Der Bischof von Münster — ein ehrgeiziger, unruhiger und ausschweifender Prälat — stellte für Hilfsgelder, die England ihm bot, in Eile ein Heer von 20000 Mann auf und fiel in Holland ein. Da die regierende Partei hier das Landheer vernachlässigt hatte, konnte selbst diesem Gesindel kaum Widerstand geleistet werden. Die Verheerungen des Feindes erregten besonders in den Landprovinzen großen Schrecken und Zorn gegen die Regierung und stärkten so die Partei der Oranier. Da aber gerade dies Ludwig XIV. nicht genehm war, stellte er ein Hilfskorps von 6000 Mann; zu diesem nahm man 12000 Mann von Braunschweig-Lüneburg in Sold. Dem Bischof, der nach der ersten Zahlung von Karl II. kein Geld mehr erhielt, liefen viele Soldaten davon, um so mehr da es sich jetzt nicht mehr um Plündern, sondern um Fechten handelte. Er wurde nun ohne Mühe zurückgetrieben und schloß, auch von Brandenburg bedroht, April 1666 gern Frieden.

Schauplatz des zweiten und dritten englisch-holländischen Krieges.

Dieser Krieg unterscheidet sich aber wesentlich von dem ersten. Die Holländer hatten eingesehen, daß sie nicht gleichzeitig ihren Handel schützen und um die Herrschaft auf dem Meere kämpfen konnten. Bei einem Kampf um Durchführung des Handels waren sie im Nachteil, da der ihrige immer noch weit größer und wegen seiner Straßen leichter anzugreifen war. Sie verboten deshalb Handel und Fischerei (bis gegen Ende 1666) und trugen den dadurch hervorgerufenen Schaden freiwillig, um einem größeren Verlust und der damit noch verbundenen Bereicherung des Gegners vorzubeugen; außerdem stand nun das ganze seemännische Personal des Landes der Kriegsflotte zur Verfügung. So wurde im zweiten Kriege von beiden Seiten um die Seeherrschaft gekämpft, bis England im dritten Jahre zu seinem Verderben davon abging. Während im ersten Kriege vier große Schlachten um Konvois geschlagen wurden, finden wir im zweiten den Kampf um den Handel nur als kleinen Krieg nebenherlaufend; die Schlachtflotten beteiligten sich daran nur, wenn sich eine besonders günstige Gelegenheit bot, den feindlichen Handel empfindlich zu schädigen.
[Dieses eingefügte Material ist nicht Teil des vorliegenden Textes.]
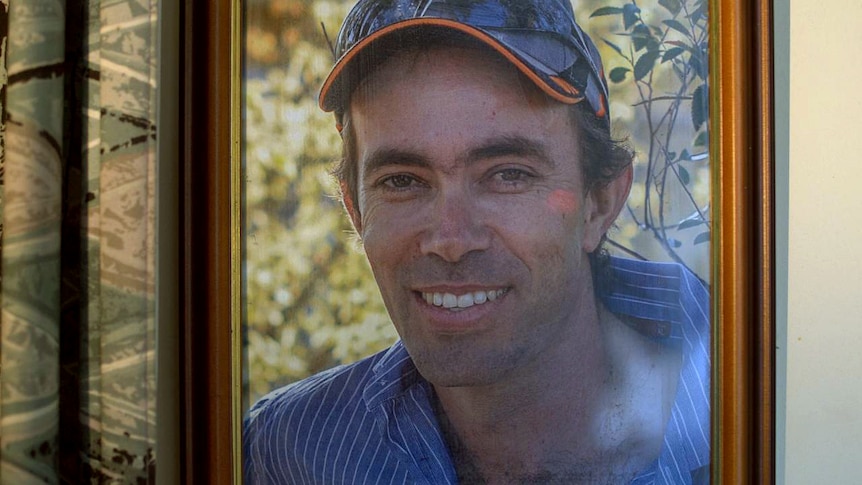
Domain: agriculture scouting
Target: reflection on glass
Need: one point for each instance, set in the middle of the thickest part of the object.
(311, 300)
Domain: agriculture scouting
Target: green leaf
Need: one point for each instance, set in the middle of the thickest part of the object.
(642, 37)
(618, 74)
(684, 177)
(645, 64)
(699, 106)
(607, 11)
(684, 155)
(614, 47)
(672, 53)
(689, 223)
(702, 238)
(672, 6)
(631, 15)
(677, 26)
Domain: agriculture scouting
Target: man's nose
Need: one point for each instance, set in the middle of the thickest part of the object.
(456, 227)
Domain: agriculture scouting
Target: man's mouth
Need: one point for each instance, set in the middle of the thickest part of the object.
(466, 300)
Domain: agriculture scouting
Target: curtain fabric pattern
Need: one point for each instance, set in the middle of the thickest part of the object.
(117, 115)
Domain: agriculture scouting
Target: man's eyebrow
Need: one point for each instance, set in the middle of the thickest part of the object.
(511, 145)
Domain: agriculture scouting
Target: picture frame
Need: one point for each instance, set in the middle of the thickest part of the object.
(742, 276)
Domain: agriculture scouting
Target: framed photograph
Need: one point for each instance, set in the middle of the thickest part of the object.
(262, 228)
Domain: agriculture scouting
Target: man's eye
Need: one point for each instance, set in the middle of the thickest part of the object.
(512, 175)
(399, 181)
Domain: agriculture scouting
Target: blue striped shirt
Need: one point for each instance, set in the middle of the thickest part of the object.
(372, 422)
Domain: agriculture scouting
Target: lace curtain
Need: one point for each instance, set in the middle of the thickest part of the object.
(77, 201)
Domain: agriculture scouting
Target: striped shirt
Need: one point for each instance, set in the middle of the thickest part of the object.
(373, 422)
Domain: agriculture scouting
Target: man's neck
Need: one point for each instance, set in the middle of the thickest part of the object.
(575, 420)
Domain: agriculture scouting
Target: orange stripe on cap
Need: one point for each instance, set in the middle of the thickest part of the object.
(565, 86)
(451, 24)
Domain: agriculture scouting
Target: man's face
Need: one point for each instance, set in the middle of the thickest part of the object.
(471, 197)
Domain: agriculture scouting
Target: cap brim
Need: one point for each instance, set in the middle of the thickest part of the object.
(333, 94)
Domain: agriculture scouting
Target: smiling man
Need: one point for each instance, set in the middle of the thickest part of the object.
(481, 177)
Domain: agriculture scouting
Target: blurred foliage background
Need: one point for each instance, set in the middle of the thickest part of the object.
(310, 299)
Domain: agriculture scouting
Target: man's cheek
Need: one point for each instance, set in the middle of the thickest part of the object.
(563, 202)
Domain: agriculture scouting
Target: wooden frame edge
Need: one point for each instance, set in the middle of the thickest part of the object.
(743, 282)
(207, 414)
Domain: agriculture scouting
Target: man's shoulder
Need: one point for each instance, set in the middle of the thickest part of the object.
(338, 387)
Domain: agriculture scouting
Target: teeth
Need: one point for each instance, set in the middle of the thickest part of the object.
(449, 300)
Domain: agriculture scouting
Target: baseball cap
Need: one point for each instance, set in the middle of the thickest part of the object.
(539, 37)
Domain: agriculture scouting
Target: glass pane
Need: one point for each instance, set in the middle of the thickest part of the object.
(312, 302)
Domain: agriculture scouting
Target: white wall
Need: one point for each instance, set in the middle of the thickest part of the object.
(821, 349)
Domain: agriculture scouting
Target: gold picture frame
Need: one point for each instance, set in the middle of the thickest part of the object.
(742, 252)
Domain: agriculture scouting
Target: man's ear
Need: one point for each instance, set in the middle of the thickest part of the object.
(350, 207)
(603, 206)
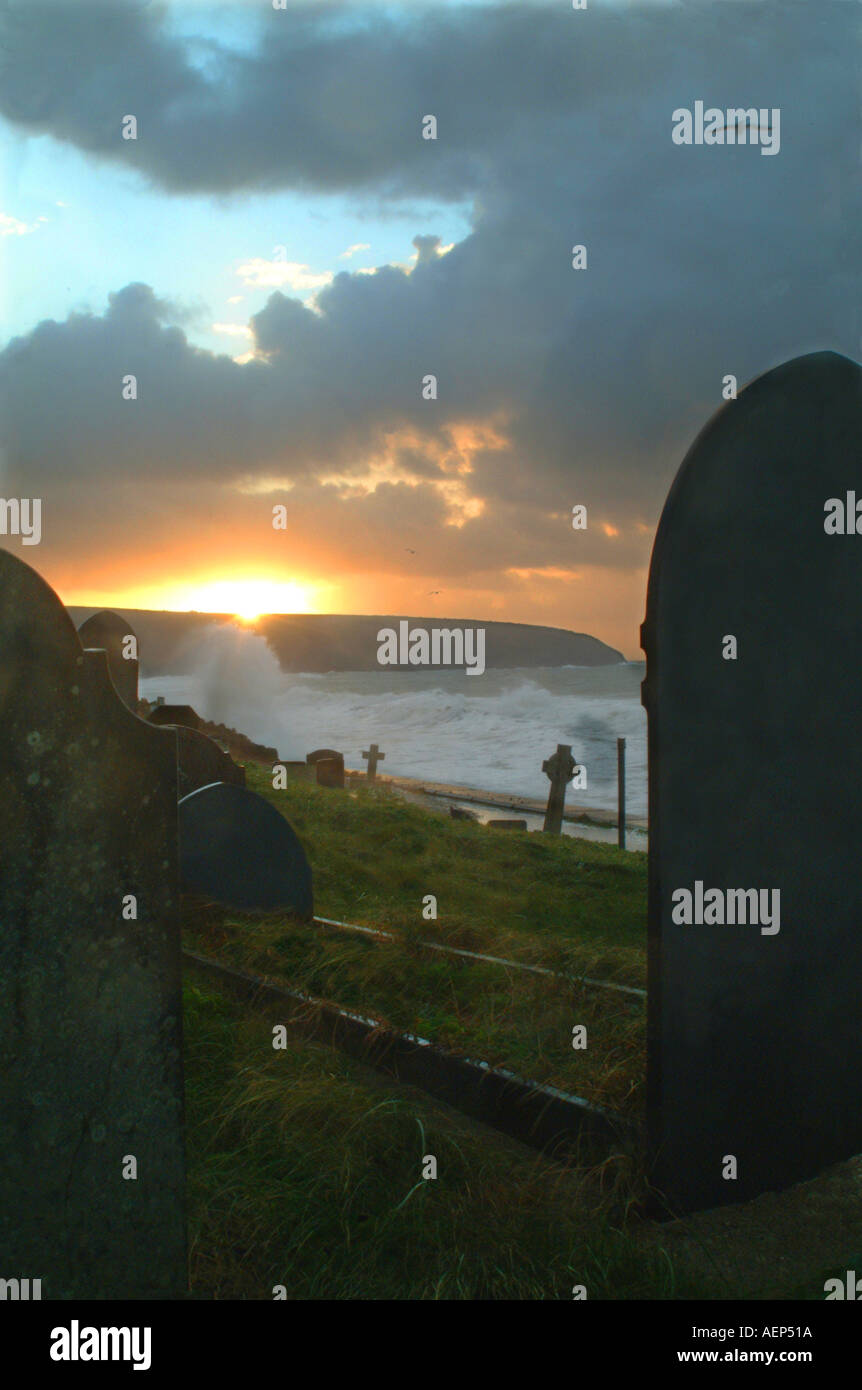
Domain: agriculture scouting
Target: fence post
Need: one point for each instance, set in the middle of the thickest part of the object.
(620, 791)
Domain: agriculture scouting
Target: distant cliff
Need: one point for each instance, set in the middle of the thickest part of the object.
(346, 642)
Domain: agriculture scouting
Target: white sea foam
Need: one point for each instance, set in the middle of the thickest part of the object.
(490, 733)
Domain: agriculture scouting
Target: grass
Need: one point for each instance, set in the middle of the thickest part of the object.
(306, 1173)
(305, 1168)
(374, 859)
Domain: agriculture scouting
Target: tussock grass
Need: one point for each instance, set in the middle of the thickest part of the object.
(570, 905)
(306, 1172)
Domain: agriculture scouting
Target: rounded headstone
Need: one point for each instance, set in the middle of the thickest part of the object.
(238, 849)
(110, 633)
(754, 648)
(174, 715)
(202, 762)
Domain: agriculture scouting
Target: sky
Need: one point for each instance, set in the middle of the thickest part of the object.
(280, 259)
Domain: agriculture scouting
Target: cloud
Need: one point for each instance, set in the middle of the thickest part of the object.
(555, 387)
(271, 274)
(232, 330)
(14, 227)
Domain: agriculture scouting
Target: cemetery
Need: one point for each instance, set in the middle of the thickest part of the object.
(244, 1002)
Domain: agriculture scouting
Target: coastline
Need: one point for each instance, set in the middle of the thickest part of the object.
(501, 801)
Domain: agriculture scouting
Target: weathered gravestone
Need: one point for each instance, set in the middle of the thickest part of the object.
(200, 762)
(174, 715)
(113, 634)
(330, 766)
(91, 1079)
(754, 660)
(559, 767)
(237, 849)
(374, 756)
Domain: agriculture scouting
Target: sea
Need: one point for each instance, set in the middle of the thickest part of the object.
(488, 733)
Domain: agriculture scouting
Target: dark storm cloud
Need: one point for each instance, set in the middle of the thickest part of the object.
(701, 262)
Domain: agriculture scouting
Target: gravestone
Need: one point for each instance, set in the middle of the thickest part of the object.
(754, 660)
(559, 767)
(91, 1080)
(200, 762)
(301, 770)
(332, 774)
(235, 848)
(113, 634)
(174, 715)
(374, 756)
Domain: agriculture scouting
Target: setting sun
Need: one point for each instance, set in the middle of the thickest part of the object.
(249, 598)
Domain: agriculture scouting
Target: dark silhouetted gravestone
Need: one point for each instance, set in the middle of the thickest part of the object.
(114, 635)
(174, 715)
(374, 756)
(754, 690)
(238, 849)
(200, 762)
(91, 1075)
(559, 767)
(330, 766)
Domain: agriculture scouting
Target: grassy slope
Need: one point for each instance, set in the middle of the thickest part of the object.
(305, 1169)
(572, 905)
(305, 1172)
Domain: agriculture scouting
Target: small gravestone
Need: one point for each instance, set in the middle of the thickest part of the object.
(174, 715)
(235, 848)
(301, 770)
(754, 651)
(559, 767)
(91, 1079)
(113, 634)
(200, 762)
(330, 766)
(330, 772)
(374, 756)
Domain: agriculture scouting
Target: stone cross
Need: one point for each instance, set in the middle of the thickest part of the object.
(752, 640)
(374, 758)
(559, 767)
(92, 1166)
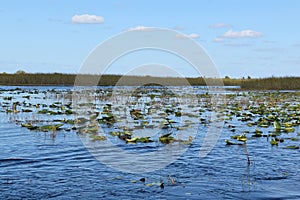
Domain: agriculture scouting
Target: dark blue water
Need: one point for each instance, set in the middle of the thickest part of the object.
(34, 166)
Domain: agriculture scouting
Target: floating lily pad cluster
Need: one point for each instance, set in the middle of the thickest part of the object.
(164, 115)
(272, 115)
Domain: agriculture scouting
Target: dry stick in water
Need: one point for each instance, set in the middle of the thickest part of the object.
(247, 153)
(172, 179)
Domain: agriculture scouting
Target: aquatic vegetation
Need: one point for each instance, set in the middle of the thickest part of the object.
(260, 117)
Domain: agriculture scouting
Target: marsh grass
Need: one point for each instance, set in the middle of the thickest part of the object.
(273, 83)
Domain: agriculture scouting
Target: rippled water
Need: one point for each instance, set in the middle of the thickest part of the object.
(33, 165)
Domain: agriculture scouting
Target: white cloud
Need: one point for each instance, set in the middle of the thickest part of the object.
(87, 19)
(242, 34)
(139, 28)
(219, 39)
(192, 35)
(221, 25)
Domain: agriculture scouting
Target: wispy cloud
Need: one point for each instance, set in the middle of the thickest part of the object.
(192, 35)
(139, 28)
(179, 28)
(237, 45)
(269, 49)
(220, 25)
(241, 34)
(87, 19)
(218, 39)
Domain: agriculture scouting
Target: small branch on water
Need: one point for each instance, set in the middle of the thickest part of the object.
(247, 153)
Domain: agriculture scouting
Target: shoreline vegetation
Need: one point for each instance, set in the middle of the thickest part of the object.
(21, 78)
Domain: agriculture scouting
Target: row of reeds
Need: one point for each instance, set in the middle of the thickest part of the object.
(273, 83)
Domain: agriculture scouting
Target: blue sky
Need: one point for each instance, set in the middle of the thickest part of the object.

Von Anfang an werden von beiden Seiten mächtige Stöße auf die feindlichen Seestreitkräfte geführt. Erst wenn eine der Parteien die Seeherrschaft errungen hat, geht sie zu größeren Unternehmungen gegen den feindlichen Handel oder gegen das feindliche Land vor; Holland versucht das letztere mit Erfolg, als England freiwillig auf die Seeherrschaft verzichtet hat.